Abbott, who opinion polls show is on track to win the Sept. 7 national elections, said he plans a return to the punitive refugee policies of the former conservative administration of John Howard, also flagging an abolition of appeal rights for failed asylum claims.

“This is our country and we determine who comes here,” Abbott told reporters, deliberately harking back to the ruthless stance of veteran Liberal-National coalition leader Howard.

Abbott’s policy will see the 32,000 boat people currently awaiting processing by Australia, and any future arrivals, placed on three-year temporary protection visas if they are found to be genuine refugees.

They will be forced into an indefinite work-for-welfare program, denied permanent residency or family reunion rights and stripped of any appeal avenues over their refugee claim.

Abbott has already announced plans for military-led patrols off Australia’s northwest coast, where people-smuggling ships typically make their way from Indonesia and Sri Lanka, vowing to turn the boats back.

His latest policy was condemned as cruel by refugee activists and the left-wing Greens party, who described it as posturing on the sensitive political issue.

“This is a Tony Abbott stunt to thump his chest and look tough,” Greens Sen.

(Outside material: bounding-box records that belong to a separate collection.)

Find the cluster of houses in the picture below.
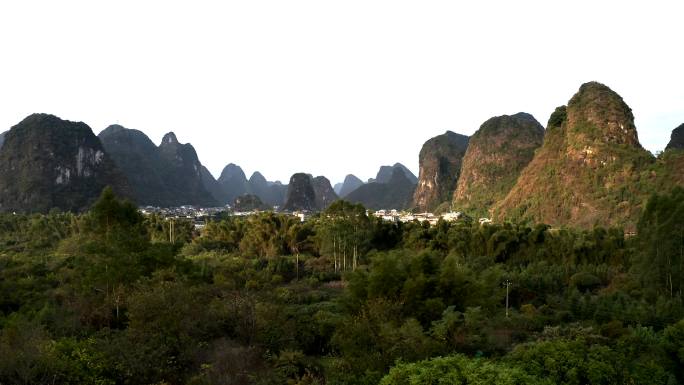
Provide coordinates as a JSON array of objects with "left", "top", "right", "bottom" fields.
[
  {"left": 372, "top": 210, "right": 492, "bottom": 226},
  {"left": 139, "top": 206, "right": 492, "bottom": 229}
]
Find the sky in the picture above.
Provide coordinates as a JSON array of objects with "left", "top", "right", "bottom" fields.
[{"left": 0, "top": 0, "right": 684, "bottom": 183}]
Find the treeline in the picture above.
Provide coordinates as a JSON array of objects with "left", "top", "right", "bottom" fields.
[{"left": 0, "top": 189, "right": 684, "bottom": 384}]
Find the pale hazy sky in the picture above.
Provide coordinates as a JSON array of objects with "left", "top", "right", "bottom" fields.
[{"left": 0, "top": 0, "right": 684, "bottom": 183}]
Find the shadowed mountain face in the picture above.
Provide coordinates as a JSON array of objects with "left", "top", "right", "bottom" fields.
[
  {"left": 313, "top": 176, "right": 338, "bottom": 210},
  {"left": 373, "top": 163, "right": 418, "bottom": 184},
  {"left": 495, "top": 82, "right": 660, "bottom": 228},
  {"left": 344, "top": 168, "right": 416, "bottom": 210},
  {"left": 336, "top": 174, "right": 363, "bottom": 198},
  {"left": 231, "top": 194, "right": 271, "bottom": 212},
  {"left": 201, "top": 166, "right": 226, "bottom": 205},
  {"left": 452, "top": 112, "right": 544, "bottom": 216},
  {"left": 0, "top": 114, "right": 130, "bottom": 212},
  {"left": 218, "top": 163, "right": 249, "bottom": 202},
  {"left": 283, "top": 173, "right": 318, "bottom": 211},
  {"left": 99, "top": 125, "right": 218, "bottom": 206},
  {"left": 413, "top": 131, "right": 468, "bottom": 211},
  {"left": 283, "top": 173, "right": 337, "bottom": 211},
  {"left": 668, "top": 124, "right": 684, "bottom": 150},
  {"left": 248, "top": 171, "right": 287, "bottom": 207}
]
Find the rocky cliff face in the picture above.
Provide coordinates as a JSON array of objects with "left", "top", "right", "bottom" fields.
[
  {"left": 668, "top": 124, "right": 684, "bottom": 150},
  {"left": 313, "top": 176, "right": 338, "bottom": 210},
  {"left": 413, "top": 131, "right": 468, "bottom": 211},
  {"left": 337, "top": 174, "right": 363, "bottom": 198},
  {"left": 99, "top": 125, "right": 218, "bottom": 207},
  {"left": 495, "top": 82, "right": 659, "bottom": 228},
  {"left": 345, "top": 168, "right": 416, "bottom": 210},
  {"left": 452, "top": 112, "right": 544, "bottom": 216},
  {"left": 283, "top": 173, "right": 318, "bottom": 211},
  {"left": 0, "top": 114, "right": 131, "bottom": 212}
]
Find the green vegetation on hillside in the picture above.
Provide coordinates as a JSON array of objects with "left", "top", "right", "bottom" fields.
[{"left": 0, "top": 189, "right": 684, "bottom": 385}]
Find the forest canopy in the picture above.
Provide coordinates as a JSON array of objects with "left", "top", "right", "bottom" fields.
[{"left": 0, "top": 189, "right": 684, "bottom": 385}]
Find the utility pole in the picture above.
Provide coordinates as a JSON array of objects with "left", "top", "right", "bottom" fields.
[{"left": 504, "top": 279, "right": 511, "bottom": 318}]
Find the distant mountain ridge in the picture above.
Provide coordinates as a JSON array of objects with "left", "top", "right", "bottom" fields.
[
  {"left": 344, "top": 167, "right": 416, "bottom": 210},
  {"left": 336, "top": 174, "right": 363, "bottom": 198},
  {"left": 413, "top": 131, "right": 469, "bottom": 211},
  {"left": 452, "top": 112, "right": 544, "bottom": 216},
  {"left": 98, "top": 125, "right": 219, "bottom": 206},
  {"left": 373, "top": 163, "right": 418, "bottom": 184},
  {"left": 0, "top": 114, "right": 131, "bottom": 212},
  {"left": 668, "top": 123, "right": 684, "bottom": 150},
  {"left": 0, "top": 82, "right": 684, "bottom": 220},
  {"left": 493, "top": 82, "right": 684, "bottom": 228}
]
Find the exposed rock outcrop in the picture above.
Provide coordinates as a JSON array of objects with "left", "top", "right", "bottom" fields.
[
  {"left": 495, "top": 82, "right": 659, "bottom": 228},
  {"left": 0, "top": 114, "right": 131, "bottom": 212},
  {"left": 413, "top": 131, "right": 468, "bottom": 211}
]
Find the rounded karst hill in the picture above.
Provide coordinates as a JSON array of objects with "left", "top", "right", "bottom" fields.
[
  {"left": 413, "top": 131, "right": 468, "bottom": 211},
  {"left": 283, "top": 172, "right": 317, "bottom": 211},
  {"left": 494, "top": 82, "right": 655, "bottom": 228},
  {"left": 0, "top": 114, "right": 131, "bottom": 212},
  {"left": 452, "top": 112, "right": 544, "bottom": 215}
]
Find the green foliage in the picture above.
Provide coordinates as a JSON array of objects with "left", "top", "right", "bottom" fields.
[
  {"left": 380, "top": 354, "right": 553, "bottom": 385},
  {"left": 0, "top": 191, "right": 684, "bottom": 385}
]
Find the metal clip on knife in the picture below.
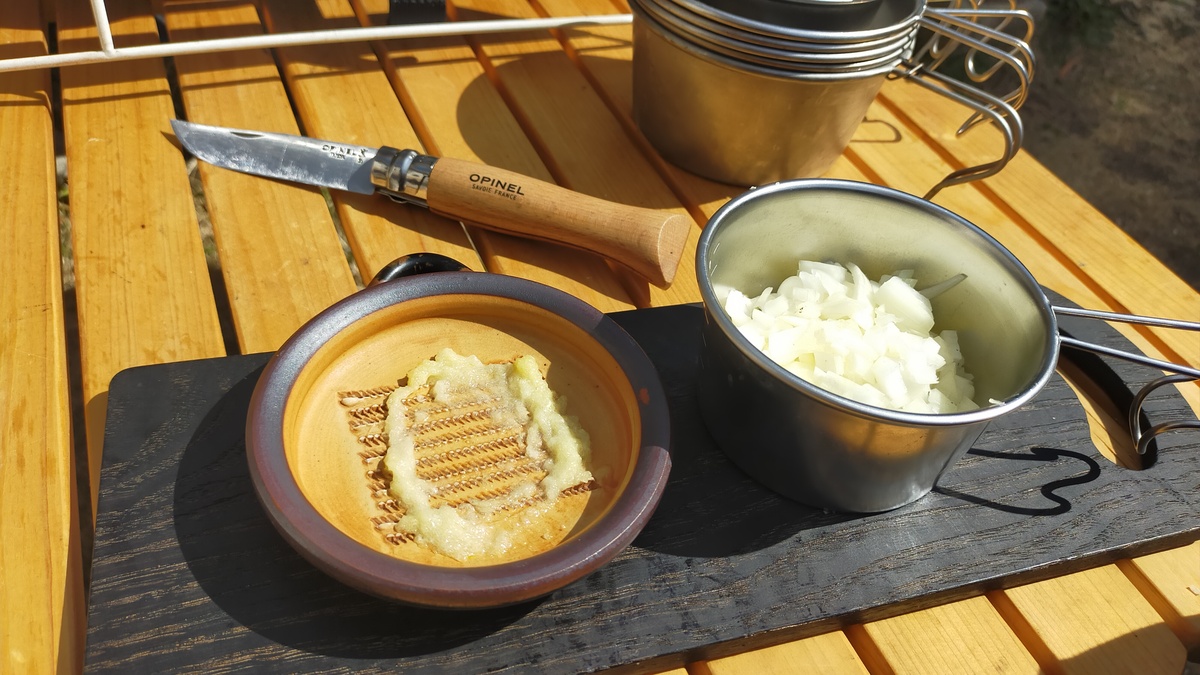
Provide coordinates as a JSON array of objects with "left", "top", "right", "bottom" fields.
[{"left": 170, "top": 120, "right": 692, "bottom": 286}]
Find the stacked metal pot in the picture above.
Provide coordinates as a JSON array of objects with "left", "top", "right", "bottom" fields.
[{"left": 630, "top": 0, "right": 1036, "bottom": 192}]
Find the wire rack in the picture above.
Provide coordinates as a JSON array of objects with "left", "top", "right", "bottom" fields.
[{"left": 0, "top": 0, "right": 632, "bottom": 72}]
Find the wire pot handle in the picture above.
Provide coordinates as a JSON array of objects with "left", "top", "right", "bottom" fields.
[
  {"left": 888, "top": 8, "right": 1034, "bottom": 199},
  {"left": 1050, "top": 305, "right": 1200, "bottom": 455}
]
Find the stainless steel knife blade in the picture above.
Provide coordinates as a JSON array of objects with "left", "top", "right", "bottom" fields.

Sarah Hanson-Young told reporters. “There is no national emergency, there is a humanitarian emergency, and nothing Tony Abbott has offered today does anything to deal with that.”

Under Howard’s so-called “Pacific Solution” in the last decade, refugees who arrived on people-smuggling boats were banished to Nauru and Papua New Guinea and held behind razor wire in Spartan detention camps for a prolonged period.

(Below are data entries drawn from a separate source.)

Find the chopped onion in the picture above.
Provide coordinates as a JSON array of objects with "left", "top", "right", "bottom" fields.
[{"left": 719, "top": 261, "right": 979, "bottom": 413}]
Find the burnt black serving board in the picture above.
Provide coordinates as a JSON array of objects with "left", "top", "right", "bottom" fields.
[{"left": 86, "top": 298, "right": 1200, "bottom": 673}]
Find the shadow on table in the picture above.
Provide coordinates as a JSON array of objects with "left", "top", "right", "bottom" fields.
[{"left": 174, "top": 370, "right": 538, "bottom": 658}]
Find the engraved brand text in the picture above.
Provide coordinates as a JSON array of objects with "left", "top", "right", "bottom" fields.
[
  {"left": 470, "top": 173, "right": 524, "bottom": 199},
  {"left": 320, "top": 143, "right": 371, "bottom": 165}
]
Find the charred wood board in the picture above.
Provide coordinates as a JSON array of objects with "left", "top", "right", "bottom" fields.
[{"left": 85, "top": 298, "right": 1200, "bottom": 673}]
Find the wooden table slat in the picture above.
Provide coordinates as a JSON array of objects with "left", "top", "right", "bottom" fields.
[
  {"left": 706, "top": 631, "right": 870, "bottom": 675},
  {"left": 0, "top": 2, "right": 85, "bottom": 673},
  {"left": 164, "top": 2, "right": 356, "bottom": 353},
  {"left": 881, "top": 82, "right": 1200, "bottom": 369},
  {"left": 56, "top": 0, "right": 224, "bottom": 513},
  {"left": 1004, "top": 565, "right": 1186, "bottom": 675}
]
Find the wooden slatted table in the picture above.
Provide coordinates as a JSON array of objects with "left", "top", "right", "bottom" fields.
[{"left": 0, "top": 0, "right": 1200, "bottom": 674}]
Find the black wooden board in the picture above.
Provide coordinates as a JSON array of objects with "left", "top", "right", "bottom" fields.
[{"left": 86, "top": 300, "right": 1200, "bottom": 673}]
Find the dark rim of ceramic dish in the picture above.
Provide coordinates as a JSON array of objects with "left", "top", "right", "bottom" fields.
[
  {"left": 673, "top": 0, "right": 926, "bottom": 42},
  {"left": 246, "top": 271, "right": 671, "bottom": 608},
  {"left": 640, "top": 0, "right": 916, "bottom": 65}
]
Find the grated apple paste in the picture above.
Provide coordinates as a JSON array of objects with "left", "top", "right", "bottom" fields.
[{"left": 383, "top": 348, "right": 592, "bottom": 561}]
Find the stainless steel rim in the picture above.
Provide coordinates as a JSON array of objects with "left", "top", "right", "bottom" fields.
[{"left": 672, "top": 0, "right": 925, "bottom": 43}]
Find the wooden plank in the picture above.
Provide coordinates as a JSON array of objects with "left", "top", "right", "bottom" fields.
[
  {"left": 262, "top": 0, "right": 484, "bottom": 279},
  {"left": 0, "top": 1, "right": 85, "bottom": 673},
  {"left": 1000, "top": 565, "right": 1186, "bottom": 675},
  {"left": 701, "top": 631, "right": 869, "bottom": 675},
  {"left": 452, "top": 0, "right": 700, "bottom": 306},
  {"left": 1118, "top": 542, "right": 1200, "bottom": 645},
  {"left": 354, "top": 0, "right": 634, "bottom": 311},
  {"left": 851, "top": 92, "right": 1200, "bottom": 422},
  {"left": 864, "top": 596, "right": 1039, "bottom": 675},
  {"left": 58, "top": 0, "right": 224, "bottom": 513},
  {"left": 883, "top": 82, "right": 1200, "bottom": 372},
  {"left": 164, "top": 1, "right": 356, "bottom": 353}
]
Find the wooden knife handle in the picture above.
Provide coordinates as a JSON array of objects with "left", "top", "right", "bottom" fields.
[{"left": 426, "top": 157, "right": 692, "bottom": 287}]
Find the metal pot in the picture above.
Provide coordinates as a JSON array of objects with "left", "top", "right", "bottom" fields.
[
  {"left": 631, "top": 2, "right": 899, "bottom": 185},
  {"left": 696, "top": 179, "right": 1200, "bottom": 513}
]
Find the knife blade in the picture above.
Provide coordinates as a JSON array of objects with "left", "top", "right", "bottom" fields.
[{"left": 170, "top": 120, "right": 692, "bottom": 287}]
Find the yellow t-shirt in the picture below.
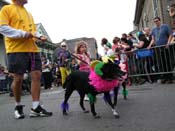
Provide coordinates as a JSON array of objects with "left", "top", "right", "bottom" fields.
[{"left": 0, "top": 4, "right": 39, "bottom": 53}]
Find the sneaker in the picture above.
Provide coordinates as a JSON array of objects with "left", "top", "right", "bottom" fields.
[
  {"left": 84, "top": 95, "right": 89, "bottom": 101},
  {"left": 14, "top": 105, "right": 25, "bottom": 119},
  {"left": 30, "top": 105, "right": 52, "bottom": 117}
]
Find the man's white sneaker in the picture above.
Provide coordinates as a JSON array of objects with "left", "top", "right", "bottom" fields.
[{"left": 14, "top": 105, "right": 25, "bottom": 119}]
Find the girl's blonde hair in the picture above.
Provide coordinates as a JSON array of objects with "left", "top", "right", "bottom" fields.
[{"left": 75, "top": 41, "right": 88, "bottom": 55}]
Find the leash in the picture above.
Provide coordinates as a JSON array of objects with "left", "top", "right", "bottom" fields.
[{"left": 34, "top": 36, "right": 89, "bottom": 65}]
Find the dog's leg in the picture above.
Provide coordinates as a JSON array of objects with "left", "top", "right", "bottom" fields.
[
  {"left": 88, "top": 93, "right": 100, "bottom": 119},
  {"left": 122, "top": 82, "right": 128, "bottom": 100},
  {"left": 104, "top": 92, "right": 119, "bottom": 118},
  {"left": 90, "top": 102, "right": 100, "bottom": 119},
  {"left": 78, "top": 92, "right": 89, "bottom": 113},
  {"left": 113, "top": 86, "right": 119, "bottom": 106},
  {"left": 62, "top": 88, "right": 74, "bottom": 115}
]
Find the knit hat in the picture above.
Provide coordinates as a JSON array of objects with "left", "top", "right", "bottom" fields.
[{"left": 61, "top": 42, "right": 66, "bottom": 46}]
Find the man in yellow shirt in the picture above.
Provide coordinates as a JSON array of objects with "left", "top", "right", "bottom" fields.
[{"left": 0, "top": 0, "right": 52, "bottom": 119}]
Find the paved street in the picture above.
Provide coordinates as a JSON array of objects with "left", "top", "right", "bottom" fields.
[{"left": 0, "top": 84, "right": 175, "bottom": 131}]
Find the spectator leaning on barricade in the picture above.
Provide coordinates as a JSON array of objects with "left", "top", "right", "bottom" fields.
[
  {"left": 41, "top": 56, "right": 53, "bottom": 89},
  {"left": 133, "top": 31, "right": 153, "bottom": 83},
  {"left": 57, "top": 42, "right": 71, "bottom": 85},
  {"left": 148, "top": 17, "right": 173, "bottom": 83}
]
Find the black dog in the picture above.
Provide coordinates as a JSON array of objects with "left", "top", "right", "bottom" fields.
[{"left": 62, "top": 62, "right": 124, "bottom": 118}]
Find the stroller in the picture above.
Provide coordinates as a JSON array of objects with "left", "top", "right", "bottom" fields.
[{"left": 9, "top": 73, "right": 31, "bottom": 97}]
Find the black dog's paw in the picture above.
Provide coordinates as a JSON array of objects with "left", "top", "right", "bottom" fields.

The Asylum Seeker Resource Center, an advocacy and activist group, said that under Abbott, Australia would become the only country in the developed world to deny refugees the right of appeal, accusing both major parties of effectively abandoning the U.N. Refugee Convention.

The ruling Labor Party unwound many of Howard’s policies after it took office in 2007 in favor of a more humanitarian approach, but successive years of record boat people arrivals saw it return to offshore processing in the Pacific and roll out an even tougher scheme.

Under Labor’s current policy — launched in July in a bid to stem the ever-growing tide of asylum seekers — all unauthorized maritime arrivals are being sent to impoverished Papua New Guinea and Nauru for permanent resettlement, regardless of whether they are found to be refugees.

The hard-line plan, which has been criticized by human rights groups and the United Nations, is already having an effect according to Labor, with people-smuggling clients demanding their money back and the flow of boats slowing.

“In the first week after (Prime Minister) Kevin Rudd announced that change over 1,000 people came to Australia by boat. This week it’s about 300,” Home Affairs Minister Jason Clare said.

Immigration Minister Tony Burke said temporary visas did not work as a deterrent last time they were used and denial of appeal avenues will be unlikely to withstand a legal challenge.

“People that get on boats under our government’s policy don’t get Australian visas at all,” Burke said, describing Abbott’s pledges as “irrelevant.”

“So the only possible reason to make an announcement like they’ve made today is for a political desire to look tough and mean just for the hell of it,” he said.

Refugees are a major election issue in Australia, even though they arrive in relatively small numbers by global standards. They accounted for just 3 percent of the world’s total asylum applications in 2012, according to the United Nations High Commissioner for Refugees.